MALAM menelan Pulau Kecil dalam kegelapan pekat. Angin laut bertiup dingin, membuat daun-daun bakau bergemerisik seperti bisikan samar. Di dalam pondok reyot, Rifki, Tegar, dan Hasan duduk mengelilingi sebuah lentera kecil, merencanakan langkah mereka selanjutnya.
“Kita harus bergerak sebelum mereka menemukan kita,” kata Rifki dengan nada tegas.
Hasan mengangguk. “Mereka pasti sedang mencari kita. Jika kita menunggu, kita hanya memberi mereka kesempatan untuk mempersempit pencarian.”
Tegar menyilangkan tangan di dada. “Jadi apa rencanamu? Kita tak punya cukup orang untuk melawan mereka secara terbuka.”
Rifki mengeluarkan peta kasar dari saku jaketnya. “Kita tak butuh banyak orang. Kita hanya perlu membuat mereka panik.”
Ia menunjuk sebuah titik di dekat pelabuhan. “Ini gudang logistik mereka. Tempat mereka menyimpan bahan bakar, alat berat, dan sebagian besar senjata ringan. Jika kita bisa menghancurkan gudang itu, kita akan menghambat gerakan mereka.”
Hasan menghela napas panjang. “Itu ide gila. Tapi aku suka.”
Tegar menatap kedua sahabatnya, lalu tersenyum tipis. “Baiklah. Aku ikut.”
Malam semakin larut saat mereka menaiki perahu kecil dan mendayung dengan hati-hati ke arah daratan.

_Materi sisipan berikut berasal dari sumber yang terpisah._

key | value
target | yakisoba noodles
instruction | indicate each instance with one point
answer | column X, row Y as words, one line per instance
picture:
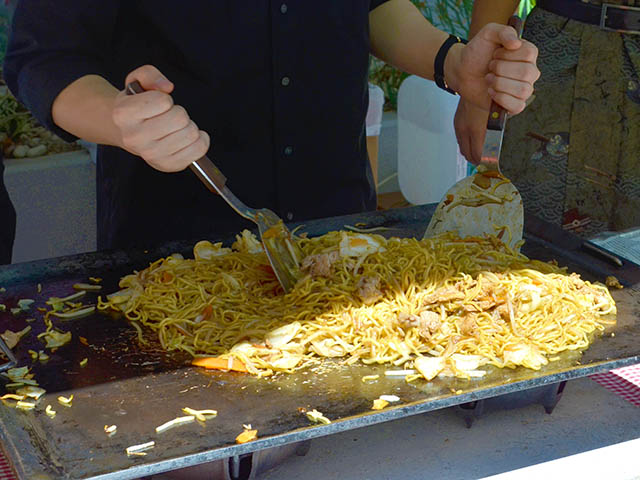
column 440, row 306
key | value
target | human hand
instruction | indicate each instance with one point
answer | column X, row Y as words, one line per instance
column 470, row 123
column 495, row 65
column 152, row 127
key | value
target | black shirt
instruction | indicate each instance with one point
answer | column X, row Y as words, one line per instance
column 7, row 220
column 281, row 87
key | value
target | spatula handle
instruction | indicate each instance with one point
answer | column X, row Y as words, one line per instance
column 497, row 114
column 204, row 168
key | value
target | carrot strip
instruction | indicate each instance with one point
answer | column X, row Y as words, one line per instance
column 217, row 363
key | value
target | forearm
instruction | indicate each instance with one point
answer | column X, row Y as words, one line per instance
column 491, row 11
column 402, row 37
column 84, row 108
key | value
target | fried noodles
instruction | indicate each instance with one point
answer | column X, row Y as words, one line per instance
column 441, row 306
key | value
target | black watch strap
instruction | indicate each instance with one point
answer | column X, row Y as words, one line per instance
column 438, row 64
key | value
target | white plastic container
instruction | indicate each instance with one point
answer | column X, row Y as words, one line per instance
column 429, row 160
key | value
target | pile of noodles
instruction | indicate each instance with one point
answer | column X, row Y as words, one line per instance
column 440, row 306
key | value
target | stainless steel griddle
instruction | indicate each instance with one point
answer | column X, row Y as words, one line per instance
column 138, row 388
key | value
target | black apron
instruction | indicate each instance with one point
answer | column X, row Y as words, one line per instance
column 280, row 86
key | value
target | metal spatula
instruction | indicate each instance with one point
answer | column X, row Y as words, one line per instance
column 486, row 203
column 282, row 252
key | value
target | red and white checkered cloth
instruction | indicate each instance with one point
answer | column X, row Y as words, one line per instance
column 622, row 381
column 6, row 472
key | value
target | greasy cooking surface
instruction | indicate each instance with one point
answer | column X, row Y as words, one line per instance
column 138, row 388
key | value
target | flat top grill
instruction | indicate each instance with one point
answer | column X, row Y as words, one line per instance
column 139, row 387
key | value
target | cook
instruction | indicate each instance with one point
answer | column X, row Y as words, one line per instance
column 275, row 92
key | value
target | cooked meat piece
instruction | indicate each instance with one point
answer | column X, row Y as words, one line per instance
column 444, row 294
column 320, row 265
column 427, row 322
column 368, row 289
column 408, row 320
column 468, row 325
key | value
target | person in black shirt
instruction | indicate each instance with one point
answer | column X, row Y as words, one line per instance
column 7, row 220
column 281, row 87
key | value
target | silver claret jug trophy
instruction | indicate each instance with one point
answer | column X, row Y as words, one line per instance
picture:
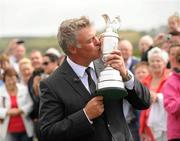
column 110, row 84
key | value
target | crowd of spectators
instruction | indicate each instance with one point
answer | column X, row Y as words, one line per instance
column 158, row 68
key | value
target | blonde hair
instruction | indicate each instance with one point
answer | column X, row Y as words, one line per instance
column 148, row 39
column 175, row 17
column 156, row 51
column 25, row 61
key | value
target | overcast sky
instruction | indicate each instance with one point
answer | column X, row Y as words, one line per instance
column 42, row 17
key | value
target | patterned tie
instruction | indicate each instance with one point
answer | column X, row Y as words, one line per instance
column 92, row 85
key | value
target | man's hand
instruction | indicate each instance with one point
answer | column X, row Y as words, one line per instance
column 94, row 107
column 116, row 61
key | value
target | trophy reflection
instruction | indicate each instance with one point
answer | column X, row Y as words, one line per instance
column 110, row 83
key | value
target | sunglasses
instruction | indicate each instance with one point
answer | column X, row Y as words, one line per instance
column 45, row 63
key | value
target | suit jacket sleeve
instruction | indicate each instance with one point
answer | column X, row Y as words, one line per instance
column 55, row 123
column 139, row 96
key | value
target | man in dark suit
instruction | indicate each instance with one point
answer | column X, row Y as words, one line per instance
column 69, row 110
column 130, row 113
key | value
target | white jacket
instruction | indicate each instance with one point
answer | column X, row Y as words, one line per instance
column 24, row 103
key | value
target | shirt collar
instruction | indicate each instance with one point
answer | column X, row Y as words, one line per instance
column 78, row 69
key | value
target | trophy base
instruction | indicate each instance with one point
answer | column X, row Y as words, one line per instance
column 112, row 93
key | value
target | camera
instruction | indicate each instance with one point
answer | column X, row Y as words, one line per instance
column 167, row 37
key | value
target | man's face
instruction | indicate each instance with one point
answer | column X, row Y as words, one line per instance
column 89, row 46
column 36, row 59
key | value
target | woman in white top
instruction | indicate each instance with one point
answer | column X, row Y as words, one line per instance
column 15, row 105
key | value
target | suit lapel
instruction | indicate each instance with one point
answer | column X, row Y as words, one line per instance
column 71, row 77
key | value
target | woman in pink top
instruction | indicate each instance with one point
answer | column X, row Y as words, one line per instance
column 171, row 92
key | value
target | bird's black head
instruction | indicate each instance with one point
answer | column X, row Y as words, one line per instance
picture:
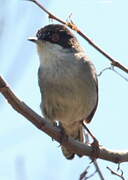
column 58, row 34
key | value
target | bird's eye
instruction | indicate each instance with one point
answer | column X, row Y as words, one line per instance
column 55, row 37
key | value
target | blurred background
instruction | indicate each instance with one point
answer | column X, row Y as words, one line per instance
column 26, row 153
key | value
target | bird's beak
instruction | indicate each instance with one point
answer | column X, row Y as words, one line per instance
column 33, row 39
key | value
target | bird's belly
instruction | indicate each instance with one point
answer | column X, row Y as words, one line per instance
column 62, row 102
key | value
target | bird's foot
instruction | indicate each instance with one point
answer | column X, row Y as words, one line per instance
column 63, row 135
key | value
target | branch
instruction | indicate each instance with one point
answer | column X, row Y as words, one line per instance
column 55, row 132
column 72, row 26
column 116, row 174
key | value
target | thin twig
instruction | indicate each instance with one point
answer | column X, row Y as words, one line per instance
column 116, row 174
column 75, row 28
column 98, row 170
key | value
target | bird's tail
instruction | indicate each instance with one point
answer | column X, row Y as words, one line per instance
column 78, row 135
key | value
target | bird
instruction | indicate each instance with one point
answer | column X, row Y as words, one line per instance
column 67, row 79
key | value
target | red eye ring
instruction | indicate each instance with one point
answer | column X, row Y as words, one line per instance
column 55, row 37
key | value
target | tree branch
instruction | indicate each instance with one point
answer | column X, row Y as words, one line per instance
column 47, row 127
column 72, row 26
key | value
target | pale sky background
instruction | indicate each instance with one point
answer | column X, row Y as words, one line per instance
column 26, row 153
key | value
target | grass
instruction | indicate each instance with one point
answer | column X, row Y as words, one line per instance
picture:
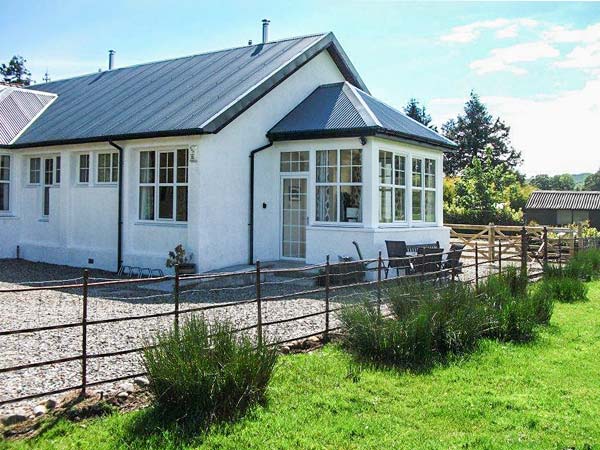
column 541, row 395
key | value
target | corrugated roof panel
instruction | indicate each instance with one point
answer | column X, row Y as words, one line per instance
column 18, row 109
column 170, row 96
column 581, row 200
column 326, row 108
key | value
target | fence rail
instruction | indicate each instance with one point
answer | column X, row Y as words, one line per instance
column 363, row 277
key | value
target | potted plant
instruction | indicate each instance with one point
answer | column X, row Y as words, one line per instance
column 180, row 261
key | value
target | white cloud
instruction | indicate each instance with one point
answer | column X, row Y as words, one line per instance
column 505, row 28
column 504, row 59
column 554, row 133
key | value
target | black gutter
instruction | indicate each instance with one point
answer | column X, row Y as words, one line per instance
column 119, row 208
column 251, row 218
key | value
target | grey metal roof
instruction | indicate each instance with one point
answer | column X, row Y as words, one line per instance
column 581, row 200
column 341, row 109
column 191, row 95
column 18, row 109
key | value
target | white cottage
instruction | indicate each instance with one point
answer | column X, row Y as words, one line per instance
column 263, row 152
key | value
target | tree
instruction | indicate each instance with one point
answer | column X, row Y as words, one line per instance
column 475, row 131
column 15, row 71
column 592, row 182
column 418, row 113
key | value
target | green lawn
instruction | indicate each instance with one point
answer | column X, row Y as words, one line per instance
column 544, row 395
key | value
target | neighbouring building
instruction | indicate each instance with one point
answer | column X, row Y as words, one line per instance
column 262, row 152
column 563, row 207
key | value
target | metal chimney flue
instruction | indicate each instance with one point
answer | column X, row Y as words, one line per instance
column 111, row 59
column 266, row 23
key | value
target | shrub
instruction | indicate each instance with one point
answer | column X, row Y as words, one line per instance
column 206, row 372
column 563, row 289
column 513, row 311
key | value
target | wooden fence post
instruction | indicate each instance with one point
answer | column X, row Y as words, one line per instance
column 524, row 245
column 500, row 257
column 379, row 283
column 491, row 242
column 258, row 305
column 176, row 297
column 327, row 272
column 545, row 247
column 84, row 334
column 476, row 267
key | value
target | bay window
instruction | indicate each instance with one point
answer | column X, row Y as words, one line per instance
column 163, row 185
column 4, row 183
column 339, row 186
column 108, row 168
column 392, row 187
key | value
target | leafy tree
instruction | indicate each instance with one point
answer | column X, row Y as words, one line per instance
column 418, row 113
column 475, row 131
column 592, row 182
column 15, row 71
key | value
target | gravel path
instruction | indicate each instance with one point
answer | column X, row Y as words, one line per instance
column 47, row 307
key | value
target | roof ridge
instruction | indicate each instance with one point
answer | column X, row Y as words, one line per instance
column 210, row 52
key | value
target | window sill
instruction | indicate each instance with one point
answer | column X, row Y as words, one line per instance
column 158, row 223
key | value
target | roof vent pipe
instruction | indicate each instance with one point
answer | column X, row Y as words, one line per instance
column 266, row 23
column 111, row 59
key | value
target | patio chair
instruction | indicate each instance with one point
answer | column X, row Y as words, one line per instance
column 397, row 258
column 453, row 265
column 429, row 260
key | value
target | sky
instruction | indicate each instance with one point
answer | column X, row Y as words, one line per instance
column 534, row 64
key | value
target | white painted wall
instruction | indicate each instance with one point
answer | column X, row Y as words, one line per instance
column 336, row 240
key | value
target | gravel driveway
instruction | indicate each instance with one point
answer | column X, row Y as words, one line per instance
column 53, row 307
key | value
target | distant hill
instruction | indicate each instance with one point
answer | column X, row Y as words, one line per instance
column 580, row 178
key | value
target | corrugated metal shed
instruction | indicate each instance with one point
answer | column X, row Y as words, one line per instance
column 575, row 200
column 18, row 109
column 341, row 109
column 190, row 95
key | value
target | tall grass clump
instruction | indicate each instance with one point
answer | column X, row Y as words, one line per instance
column 513, row 311
column 205, row 372
column 427, row 324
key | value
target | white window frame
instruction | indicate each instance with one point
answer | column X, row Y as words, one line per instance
column 39, row 171
column 113, row 178
column 89, row 169
column 338, row 184
column 157, row 184
column 393, row 186
column 7, row 181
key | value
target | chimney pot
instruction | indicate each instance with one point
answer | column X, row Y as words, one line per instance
column 111, row 59
column 266, row 23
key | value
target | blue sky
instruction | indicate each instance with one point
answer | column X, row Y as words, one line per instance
column 537, row 65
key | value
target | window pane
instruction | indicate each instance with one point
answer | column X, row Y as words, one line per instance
column 385, row 167
column 4, row 168
column 4, row 196
column 327, row 166
column 147, row 167
column 326, row 204
column 385, row 205
column 351, row 204
column 430, row 206
column 399, row 170
column 166, row 167
column 182, row 203
column 34, row 170
column 165, row 202
column 430, row 173
column 182, row 166
column 400, row 204
column 417, row 172
column 146, row 203
column 417, row 204
column 57, row 176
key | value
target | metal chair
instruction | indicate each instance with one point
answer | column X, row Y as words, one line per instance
column 397, row 258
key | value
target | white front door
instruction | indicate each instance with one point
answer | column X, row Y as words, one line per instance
column 294, row 212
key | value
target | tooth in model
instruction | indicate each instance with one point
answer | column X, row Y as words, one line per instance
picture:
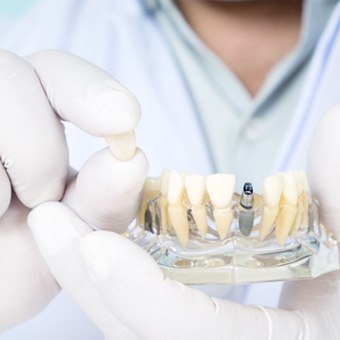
column 195, row 187
column 220, row 188
column 164, row 199
column 288, row 208
column 122, row 145
column 271, row 194
column 304, row 198
column 176, row 209
column 151, row 189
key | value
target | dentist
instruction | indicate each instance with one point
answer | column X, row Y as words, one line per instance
column 232, row 102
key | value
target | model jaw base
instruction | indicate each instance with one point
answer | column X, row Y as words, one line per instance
column 232, row 256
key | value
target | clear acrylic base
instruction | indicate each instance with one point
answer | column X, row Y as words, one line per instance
column 237, row 259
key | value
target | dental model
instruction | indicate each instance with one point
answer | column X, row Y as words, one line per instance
column 177, row 211
column 200, row 231
column 220, row 188
column 195, row 187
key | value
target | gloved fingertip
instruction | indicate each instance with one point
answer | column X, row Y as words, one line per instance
column 6, row 193
column 55, row 227
column 95, row 250
column 110, row 255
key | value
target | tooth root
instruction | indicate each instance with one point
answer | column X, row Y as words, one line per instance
column 284, row 222
column 164, row 213
column 220, row 188
column 123, row 145
column 223, row 219
column 164, row 182
column 271, row 190
column 290, row 190
column 298, row 219
column 305, row 207
column 200, row 216
column 179, row 221
column 268, row 218
column 195, row 186
column 150, row 190
column 175, row 188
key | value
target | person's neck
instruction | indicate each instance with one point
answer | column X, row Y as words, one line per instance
column 250, row 37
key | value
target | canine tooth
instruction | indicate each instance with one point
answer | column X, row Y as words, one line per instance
column 220, row 188
column 151, row 189
column 200, row 216
column 165, row 182
column 290, row 192
column 176, row 209
column 164, row 200
column 284, row 223
column 268, row 218
column 179, row 221
column 122, row 145
column 303, row 201
column 288, row 209
column 195, row 186
column 175, row 188
column 223, row 219
column 271, row 190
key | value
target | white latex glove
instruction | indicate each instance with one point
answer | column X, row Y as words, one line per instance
column 128, row 284
column 34, row 164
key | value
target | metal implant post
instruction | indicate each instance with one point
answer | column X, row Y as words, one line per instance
column 246, row 216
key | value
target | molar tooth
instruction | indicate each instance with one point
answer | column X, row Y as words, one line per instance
column 122, row 145
column 176, row 209
column 288, row 208
column 271, row 194
column 195, row 186
column 220, row 188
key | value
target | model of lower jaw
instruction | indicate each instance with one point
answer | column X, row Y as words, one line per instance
column 285, row 198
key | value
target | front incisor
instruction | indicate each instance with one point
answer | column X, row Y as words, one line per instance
column 285, row 221
column 268, row 218
column 179, row 221
column 223, row 219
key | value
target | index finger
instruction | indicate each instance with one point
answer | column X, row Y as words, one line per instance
column 89, row 98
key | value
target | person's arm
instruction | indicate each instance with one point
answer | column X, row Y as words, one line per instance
column 35, row 95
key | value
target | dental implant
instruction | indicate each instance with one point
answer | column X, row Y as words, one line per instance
column 246, row 211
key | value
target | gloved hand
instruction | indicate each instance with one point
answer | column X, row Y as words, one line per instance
column 112, row 278
column 34, row 165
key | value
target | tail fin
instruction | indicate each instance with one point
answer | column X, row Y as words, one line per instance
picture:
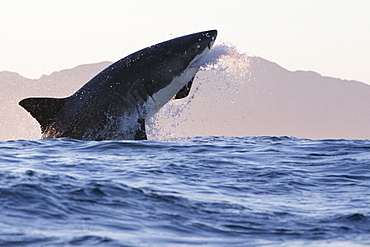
column 44, row 110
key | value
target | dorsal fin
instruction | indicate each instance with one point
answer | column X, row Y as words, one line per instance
column 184, row 92
column 44, row 110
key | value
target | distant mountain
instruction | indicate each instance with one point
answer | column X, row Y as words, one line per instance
column 246, row 97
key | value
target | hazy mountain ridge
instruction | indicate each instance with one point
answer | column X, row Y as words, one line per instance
column 269, row 100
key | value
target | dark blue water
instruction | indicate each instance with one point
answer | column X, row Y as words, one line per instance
column 253, row 191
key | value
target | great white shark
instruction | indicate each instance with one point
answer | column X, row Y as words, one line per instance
column 118, row 100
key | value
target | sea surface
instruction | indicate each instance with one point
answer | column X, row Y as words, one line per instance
column 204, row 191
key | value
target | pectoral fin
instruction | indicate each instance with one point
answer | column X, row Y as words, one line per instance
column 44, row 110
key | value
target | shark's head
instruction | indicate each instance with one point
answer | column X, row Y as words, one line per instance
column 173, row 65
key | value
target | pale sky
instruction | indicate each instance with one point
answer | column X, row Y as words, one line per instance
column 329, row 37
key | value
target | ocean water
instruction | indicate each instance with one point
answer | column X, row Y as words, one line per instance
column 204, row 191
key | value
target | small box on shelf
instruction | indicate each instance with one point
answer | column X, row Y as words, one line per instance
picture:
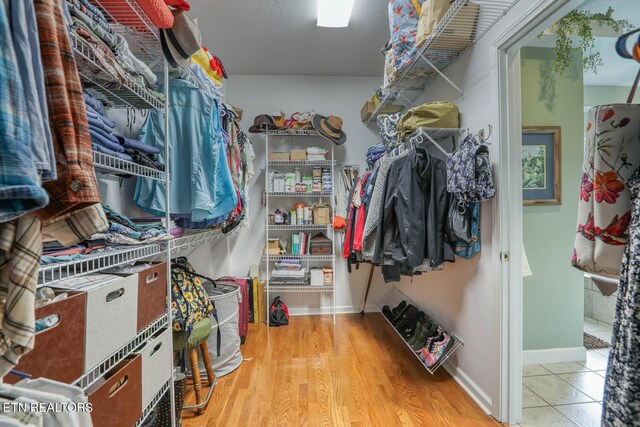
column 298, row 155
column 321, row 214
column 276, row 156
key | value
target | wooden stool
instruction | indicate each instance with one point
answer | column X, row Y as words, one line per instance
column 198, row 338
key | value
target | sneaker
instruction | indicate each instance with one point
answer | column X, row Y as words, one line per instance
column 438, row 349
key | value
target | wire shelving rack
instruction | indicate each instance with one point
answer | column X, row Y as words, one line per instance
column 462, row 26
column 303, row 286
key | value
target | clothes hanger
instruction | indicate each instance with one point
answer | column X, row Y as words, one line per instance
column 623, row 51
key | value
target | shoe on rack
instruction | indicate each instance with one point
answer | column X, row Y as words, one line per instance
column 400, row 316
column 438, row 349
column 387, row 312
column 418, row 332
column 398, row 309
column 407, row 319
column 410, row 327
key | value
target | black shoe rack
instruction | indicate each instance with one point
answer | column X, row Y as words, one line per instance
column 392, row 299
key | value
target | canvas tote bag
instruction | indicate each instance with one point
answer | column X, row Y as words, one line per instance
column 432, row 12
column 431, row 115
column 611, row 156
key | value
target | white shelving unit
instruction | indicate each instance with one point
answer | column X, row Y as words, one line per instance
column 144, row 42
column 464, row 24
column 271, row 229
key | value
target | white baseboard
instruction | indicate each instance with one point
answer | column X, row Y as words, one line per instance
column 554, row 355
column 345, row 309
column 469, row 386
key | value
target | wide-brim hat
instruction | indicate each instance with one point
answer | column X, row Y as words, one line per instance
column 263, row 122
column 181, row 41
column 330, row 128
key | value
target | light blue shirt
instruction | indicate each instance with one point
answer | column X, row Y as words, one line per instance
column 201, row 183
column 26, row 44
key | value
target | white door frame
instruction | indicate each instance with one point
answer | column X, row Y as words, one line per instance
column 508, row 216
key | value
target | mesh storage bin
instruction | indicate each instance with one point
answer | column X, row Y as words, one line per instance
column 225, row 298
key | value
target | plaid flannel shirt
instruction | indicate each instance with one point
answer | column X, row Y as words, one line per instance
column 74, row 212
column 20, row 251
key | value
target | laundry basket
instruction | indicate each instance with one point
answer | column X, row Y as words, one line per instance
column 225, row 299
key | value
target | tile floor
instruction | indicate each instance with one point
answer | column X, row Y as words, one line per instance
column 568, row 394
column 598, row 329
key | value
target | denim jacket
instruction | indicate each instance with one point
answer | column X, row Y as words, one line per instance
column 201, row 183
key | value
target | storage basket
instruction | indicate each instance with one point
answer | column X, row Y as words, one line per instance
column 225, row 299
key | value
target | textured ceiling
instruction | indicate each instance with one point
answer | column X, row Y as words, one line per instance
column 280, row 37
column 614, row 71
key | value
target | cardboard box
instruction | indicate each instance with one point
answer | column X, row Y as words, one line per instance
column 298, row 154
column 152, row 290
column 273, row 247
column 262, row 287
column 111, row 313
column 156, row 365
column 278, row 156
column 321, row 214
column 58, row 353
column 458, row 34
column 367, row 110
column 117, row 396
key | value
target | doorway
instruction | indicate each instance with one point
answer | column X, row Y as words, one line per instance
column 512, row 227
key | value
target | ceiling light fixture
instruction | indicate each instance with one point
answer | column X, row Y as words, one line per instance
column 334, row 13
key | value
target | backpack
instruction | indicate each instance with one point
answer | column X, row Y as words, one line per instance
column 189, row 301
column 278, row 313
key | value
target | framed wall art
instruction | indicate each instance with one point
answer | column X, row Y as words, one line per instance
column 541, row 165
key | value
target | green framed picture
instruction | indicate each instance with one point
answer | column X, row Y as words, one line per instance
column 541, row 165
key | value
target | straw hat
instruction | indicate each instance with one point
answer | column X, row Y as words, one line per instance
column 330, row 128
column 261, row 123
column 181, row 41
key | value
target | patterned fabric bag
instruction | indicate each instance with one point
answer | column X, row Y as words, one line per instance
column 468, row 250
column 189, row 301
column 388, row 128
column 403, row 24
column 611, row 155
column 469, row 173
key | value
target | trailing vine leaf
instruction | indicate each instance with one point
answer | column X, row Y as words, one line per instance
column 580, row 23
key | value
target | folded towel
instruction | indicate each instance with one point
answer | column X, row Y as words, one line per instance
column 137, row 145
column 105, row 150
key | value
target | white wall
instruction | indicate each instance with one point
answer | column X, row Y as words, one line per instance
column 341, row 96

Mereka memilih jalur yang jarang digunakan, menghindari patroli yang kemungkinan besar sedang mengawasi perairan sekitar.
Setelah menepi di sebuah hutan bakau, mereka berjalan menyusuri jalur setapak yang jarang dilewati orang. Hasan berjalan di depan, mengenali setiap lekukan jalan seperti punggung tangannya. Rifki berada di tengah, membawa ransel berisi beberapa botol bensin dan bahan peledak rakitan sederhana yang mereka buat dari pupuk dan solar. Tegar berjalan di belakang, menggenggam pistol kecil yang diberikan Pak Widi.
Mereka berhenti di sebuah bukit kecil yang menghadap ke pelabuhan. Dari tempat itu, mereka bisa melihat gudang logistik yang menjadi target mereka. Bangunan itu dikelilingi pagar kawat dan dijaga oleh beberapa orang bersenjata.
“Kita tak bisa masuk begitu saja,” bisik Hasan.
“Tapi kita bisa membuat kekacauan dari luar,” jawab Rifki sambil mengeluarkan sebuah botol molotov.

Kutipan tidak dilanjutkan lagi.